Sin contar los 6.000 pedidos de nuevos clientes que Protein World anunció a bombo y platillo en redes sociales.

Así que la caja no dejaba de tintinear, la polémica hacía que su nombre estuviese en boca de todos y el ROI de la campaña cumplía con las expectativas iniciales.

¿Cómo gestionó la compañía los ataques a #BeachBodyReady?

Protein World cabalga las olas de la polémica 

Uno de los aspectos claves en este estudio es la reacción del equipo de marketing de Protein World ante la acogida negativa de la campaña. Al contrario que en otras ocasiones, la postura de la empresa fue la de mantenerse firme en su postura. Nada de disculpas o contra-campañas para lavar su imagen; ni hablar de dar marcha atrás y entonar el mea culpa. Al fin y al cabo, #BeachBodyReady no es más que un ejemplo a gran escala del tipo de comunicaciones que emite regularmente. Ésa es su línea de trabajo, su filosofía de negocio. Pretender lo contrario no solo no serviría para aplacar la ira de l@s que defendían que #EveryBodyIsReady, sino que molestaría a sus clientes habituales, que comparten ciertos valores y/ o se identifican con la imagen de la marca.

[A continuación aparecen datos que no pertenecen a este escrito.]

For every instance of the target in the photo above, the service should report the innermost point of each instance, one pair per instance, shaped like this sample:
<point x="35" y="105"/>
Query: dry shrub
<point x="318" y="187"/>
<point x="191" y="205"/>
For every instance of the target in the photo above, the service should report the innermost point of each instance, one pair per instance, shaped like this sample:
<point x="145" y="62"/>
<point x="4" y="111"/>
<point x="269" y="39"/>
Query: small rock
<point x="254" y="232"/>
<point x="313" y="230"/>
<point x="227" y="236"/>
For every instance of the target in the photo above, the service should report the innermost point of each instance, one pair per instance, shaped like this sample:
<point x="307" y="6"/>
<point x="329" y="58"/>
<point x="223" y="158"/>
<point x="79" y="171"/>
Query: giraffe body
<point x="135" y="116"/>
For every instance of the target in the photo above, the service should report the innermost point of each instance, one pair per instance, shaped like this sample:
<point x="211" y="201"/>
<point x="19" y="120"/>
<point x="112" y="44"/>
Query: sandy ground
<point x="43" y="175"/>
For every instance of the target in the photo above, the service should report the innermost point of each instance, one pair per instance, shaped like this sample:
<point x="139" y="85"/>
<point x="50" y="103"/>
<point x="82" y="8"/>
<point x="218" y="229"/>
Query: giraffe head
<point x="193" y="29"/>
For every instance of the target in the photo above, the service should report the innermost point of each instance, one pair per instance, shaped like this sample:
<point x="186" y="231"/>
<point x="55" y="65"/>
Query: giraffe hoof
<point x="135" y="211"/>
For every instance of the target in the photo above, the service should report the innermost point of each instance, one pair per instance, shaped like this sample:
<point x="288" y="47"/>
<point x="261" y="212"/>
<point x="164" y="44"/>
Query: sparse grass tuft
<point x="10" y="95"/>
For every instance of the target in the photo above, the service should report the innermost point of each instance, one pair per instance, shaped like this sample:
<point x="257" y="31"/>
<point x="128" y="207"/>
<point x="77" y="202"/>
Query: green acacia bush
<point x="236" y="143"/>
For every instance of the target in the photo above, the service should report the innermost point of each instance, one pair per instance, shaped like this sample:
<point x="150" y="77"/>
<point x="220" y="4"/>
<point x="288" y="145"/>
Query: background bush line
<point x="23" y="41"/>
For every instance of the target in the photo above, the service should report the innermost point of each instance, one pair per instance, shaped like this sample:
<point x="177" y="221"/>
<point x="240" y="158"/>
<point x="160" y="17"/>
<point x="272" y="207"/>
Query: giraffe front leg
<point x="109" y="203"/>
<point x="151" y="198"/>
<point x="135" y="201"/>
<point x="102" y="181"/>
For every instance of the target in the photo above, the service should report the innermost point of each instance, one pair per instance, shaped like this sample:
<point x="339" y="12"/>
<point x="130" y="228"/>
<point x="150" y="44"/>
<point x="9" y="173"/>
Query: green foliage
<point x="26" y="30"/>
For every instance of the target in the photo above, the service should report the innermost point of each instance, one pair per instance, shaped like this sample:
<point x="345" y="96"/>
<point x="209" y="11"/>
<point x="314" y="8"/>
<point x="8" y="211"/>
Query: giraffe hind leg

Richard Staveley, jefe de marketing, no tuvo ningún reparo en pasearse por platós de televisión como el de Mirror Online y canales de Youtube para defender su estrategia. Su discurso se basaba en la justificación del tono de la campaña como el resultado del estudio de sus propi@s consumidores/-as, gente que se marca objetivos a nivel físico y recurre a productos de la gama de Protein World para alcanzarlos. Según él, no se trataba más que de recordarles sus metas y estimularlos mediante la imagen de una modelo, Renee, que también es fiel a sus batidos proteicos.

La coherencia con los principios de la empresa les hizo ganar puntos.

Mientras, sus crític@s perdían fuelle al serles recordados sus trapos sucios. Stylist Magazine muestra publicidad en sus páginas que contiene modelos de aspecto no siempre saludable, much@s de l@s trolls que tuitearon con el hashtag #EveryBodyIsReady tienen perfiles en los que muestran su relación disfuncional con la comida, el ejercicio o la imagen personal. La protesta en Hyde Park que se predecía multitudinaria no acogió a más de unas decenas de personas.

Ahora que la tormenta comienza a escampar, Protein World recoge los réditos. Eso sí, tiene vetado el anunciarse de este modo en el futuro. Para la memoria quedará también su cruel respuesta a un “tuit” en el que se afeaba su publicidad con un “no nos hagas responsables de tus propios problemas”.

Esperemos que no hayan quemado sus puentes… y la imagen de marca.